Friday, June 4, 2010

moving on...or, at least trying to

today was the last day of the school year. i found out just last week that i have a job to come back to next year, but that they weren't sure where they were going to put me. last week, they said either i would be in kindergarten again or in the 3rd grade bilingual class. i was cool with either. then my favorite teacher there (who is retiring) told me that the 1st grade bilingual asked if she could have me and apparently was told yes. i was pretty excited about this, because i would really enjoy working with that particular teacher. on my way out of the building today, i stopped to ask if they had solidified my position for next year. i was told, not really, but not in kindergarten and most likely not even in a classroom. i would do things like babysit the in school suspension and the playground, and do groups like ERI (early reading intervention - a scripted curriculum that is my least favorite part of my job). so i am pretty depressed.

i came home and updated my resume. so next week starts a new job hunt. i am thankful that i have a job for next year to fall back on, since i know that my district is cutting people all over. i just know that i belong in the classroom, and i need to work for someone who realizes that. so fingers crossed. universe? help me out? it's frustrating to know exactly what you want to do with your life, and then have people or circumstances prevent you from doing that. all i want is to be in a classroom...

Wednesday, June 2, 2010

endings

well, tomorrow is our kindergarten musical celebration and "graduation". it's so amazing to think back to the first month of school and how much they have all grown and learned. i really wish i could post some pictures of them with this blog so you could see how utterly amazing my kinders are, but apparently that's a no no. i feel so blessed to be able to spend my working life with these precious little souls. i know many of them come from some difficult home situations, but at least i know that while i'm around they are all cherished.

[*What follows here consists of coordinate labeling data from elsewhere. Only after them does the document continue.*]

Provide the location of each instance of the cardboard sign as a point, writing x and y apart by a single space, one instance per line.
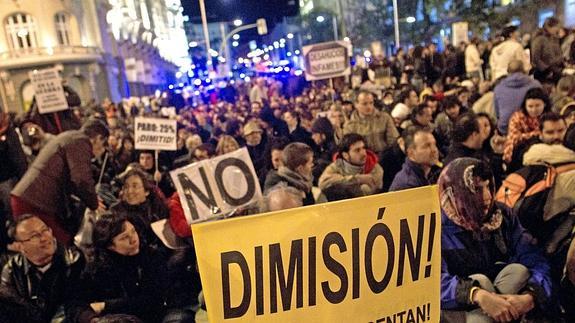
155 134
326 60
371 259
48 90
217 186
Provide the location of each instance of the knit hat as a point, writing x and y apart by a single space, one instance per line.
461 196
323 126
251 127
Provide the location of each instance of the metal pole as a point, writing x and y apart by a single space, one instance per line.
3 95
396 24
334 22
342 18
206 35
224 46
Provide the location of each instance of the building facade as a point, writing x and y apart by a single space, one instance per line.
103 48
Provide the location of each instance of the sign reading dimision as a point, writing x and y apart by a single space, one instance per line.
48 90
326 60
155 133
372 259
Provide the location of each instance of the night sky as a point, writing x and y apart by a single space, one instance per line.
247 10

i cry every year at the end. i know i will still see most of them next year, but i still miss them. we sing a song called "the children of many colors". here are the lyrics:
from the ocean, cross the desert, to the mountain high
live our people, hear our voices, rising to the sky

*(chorus)we are the children of many colors
and ever since our birth,
we've been sisters, we've been brothers
and we live on mother earth*

sun of daylight, moon of midnight, guard our mother's land
we together, must protect her, every grain of sand

*chorus*

we move to the rhythm of the circle of life
and listen to earth's song
we dance to nature's heartbeat
and keep our mother strong

we all share the water we drink, the food we eat, the air we breathe
we all share the skies above, the river below, the land we love

*chorus*
-end of lyrics-

so, imagine 75 ethnically diverse 5 and 6 year olds singing this song. ya, it's that adorable and heart wrenching. it gets me every time. then we go back to our classroom and they get their "diplomas". we all made construction paper grad caps as well - TOO CUTE! and i cry again. someday i will have my own classroom.

Tuesday, June 1, 2010

stopping to smell the flowers




well, my mom left today. it was a teary goodbye. i am trying not to be too sad though. i will try to make it out next month to see her.

i went over to the big garden with kevin this afternoon just after it had rained. the house next to the big garden is full of iris, roses, and peonies. i did not know until my mom's visit that irises smell amazing! i always assumed that since they were such decorative flowers that they probably didn't smell that pleasant. while my mom was here, we were taking a walk and she stopped to smell an iris and told me that iris was one of her favorite scents. so i smelled one, and they are incredible! while i was waiting for kevin to be done building his fence, i noticed that some of the flowers had raindrops still on them, and it was beautiful. so i took a couple pictures with my cell phone. i bent to smell all the flowers and had kevin come join me. it reminded me of my mom. i am glad that she is helping me stop and smell the flowers and realize how precious and amazing life is. no one knows when their time comes to pass from this life, so do yourself a favor and go smell some flowers while you still can.